Auctor:: Well, according to Kuhn, you typically don't choose. You grow up within a paradigm and even if there is a "paradigm shift" during your career, you carry on more or less with the old presuppositions till you die, and younger people adopt the new one. Who knows? Certainly normal empirical research will generate anomalies within a paradigm, but most researchers simply ignore them and get on with their paradigm-determined work. One trick someone trying to assess paradigms or general theories can use is to see whether the old or the new leaves the field clogged with more anomalies. The difficulty here, of course, is that we tend to see anomalies within our paradigm or general theory.
Lector:: You aren't being much help.
Auctor:: I know, I know.
Q: You mentioned that you were happy to use the term "development." Sorry to hark back to this. One of its attractions to you is its vagueness.
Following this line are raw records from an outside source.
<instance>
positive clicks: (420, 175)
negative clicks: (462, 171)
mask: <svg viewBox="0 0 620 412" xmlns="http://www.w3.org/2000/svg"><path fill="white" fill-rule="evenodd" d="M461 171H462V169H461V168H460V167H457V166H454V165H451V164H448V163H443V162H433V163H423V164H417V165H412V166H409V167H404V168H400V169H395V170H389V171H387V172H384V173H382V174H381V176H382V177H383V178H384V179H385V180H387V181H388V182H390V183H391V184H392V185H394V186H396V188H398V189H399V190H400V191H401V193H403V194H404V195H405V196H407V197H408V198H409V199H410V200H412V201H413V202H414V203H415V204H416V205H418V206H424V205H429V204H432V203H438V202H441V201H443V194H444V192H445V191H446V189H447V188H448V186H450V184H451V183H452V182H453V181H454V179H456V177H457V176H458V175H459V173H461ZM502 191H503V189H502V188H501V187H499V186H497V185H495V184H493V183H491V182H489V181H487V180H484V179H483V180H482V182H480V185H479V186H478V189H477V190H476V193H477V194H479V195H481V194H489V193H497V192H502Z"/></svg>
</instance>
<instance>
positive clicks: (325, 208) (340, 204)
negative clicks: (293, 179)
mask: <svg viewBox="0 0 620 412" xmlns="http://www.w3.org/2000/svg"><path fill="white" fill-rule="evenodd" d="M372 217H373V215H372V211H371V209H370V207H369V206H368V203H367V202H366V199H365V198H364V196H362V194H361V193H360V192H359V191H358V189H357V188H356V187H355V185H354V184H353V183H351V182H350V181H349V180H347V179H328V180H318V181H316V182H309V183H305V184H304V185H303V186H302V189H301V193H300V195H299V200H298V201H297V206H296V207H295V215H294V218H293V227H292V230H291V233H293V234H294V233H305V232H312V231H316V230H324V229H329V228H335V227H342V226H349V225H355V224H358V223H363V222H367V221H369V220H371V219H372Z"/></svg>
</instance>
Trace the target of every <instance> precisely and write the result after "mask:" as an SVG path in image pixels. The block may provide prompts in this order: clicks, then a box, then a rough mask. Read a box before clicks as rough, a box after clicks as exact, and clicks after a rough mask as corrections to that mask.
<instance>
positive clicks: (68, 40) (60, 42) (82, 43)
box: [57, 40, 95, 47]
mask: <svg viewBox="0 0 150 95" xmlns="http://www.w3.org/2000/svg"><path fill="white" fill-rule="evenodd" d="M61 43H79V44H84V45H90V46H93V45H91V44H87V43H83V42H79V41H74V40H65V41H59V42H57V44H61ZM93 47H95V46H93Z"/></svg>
But its vagueness does not strip it of its inescapable meaning of change resulting from the unfolding of capacities which are present from the beginning and which mature under the proper nutritive conditions. I'm not sure you can use this term and also talk about the kinds of understanding as "cultural artifacts."
A: You point again to complex issues I really don't understand. We lack adequate metaphors for the processes of cultural and educational changes; they are sui generis, and we don't know anything else like them. The best I have been able to come up with is the troika model of generative imagination shaped by psychological and epistemological constraints. This model seems to me to have the virtue of acknowledging the parts of an adequate developmental account, even though I have nothing of particular interest to say about any of them.
Q: How much Mythic understanding does one need before Romantic understanding can be properly developed, and how much Romantic before Philosophic, and so on?
A: I'm not sure. While I've distanced this scheme from "hierarchical integrative" theories, there clearly is a hierarchical dimension to it. The degree to which earlier kinds of understanding are developed influences what is possible in developing subsequent kinds of understanding. In my first sketch of this scheme I tried to indicate how these constraints might be conceived by resorting to a crazy use of numbers, a kind of metaphoric quantification. So 25% of potential development of one kind of understanding would constrain the subsequent kind to 5% or 10% development, with nothing possible for further kinds. 75% development of one kind would permit 55% or 60% of the next kind, and 35% or 40% of the next, and so diminishingly on. 100% of one, allows 100% of subsequent kinds. To develop any significant Ironic understanding requires most Somatic to be in place, 80% Mythic, 65% Romantic, and 50% Philosophic. Yes, of course, this is a mad use of pseudo-statistics, and runs the danger of suggesting a single line of development that can be quantified--two misrepresentations. But it indicates economically the sense in which, it seems to me, inadequate early development constrains later possibilities significantly. That is, as Plato and Rousseau both concluded, the beginning years are the most important for education. No doubt there are exceptions, and no doubt this hardly tells the whole story.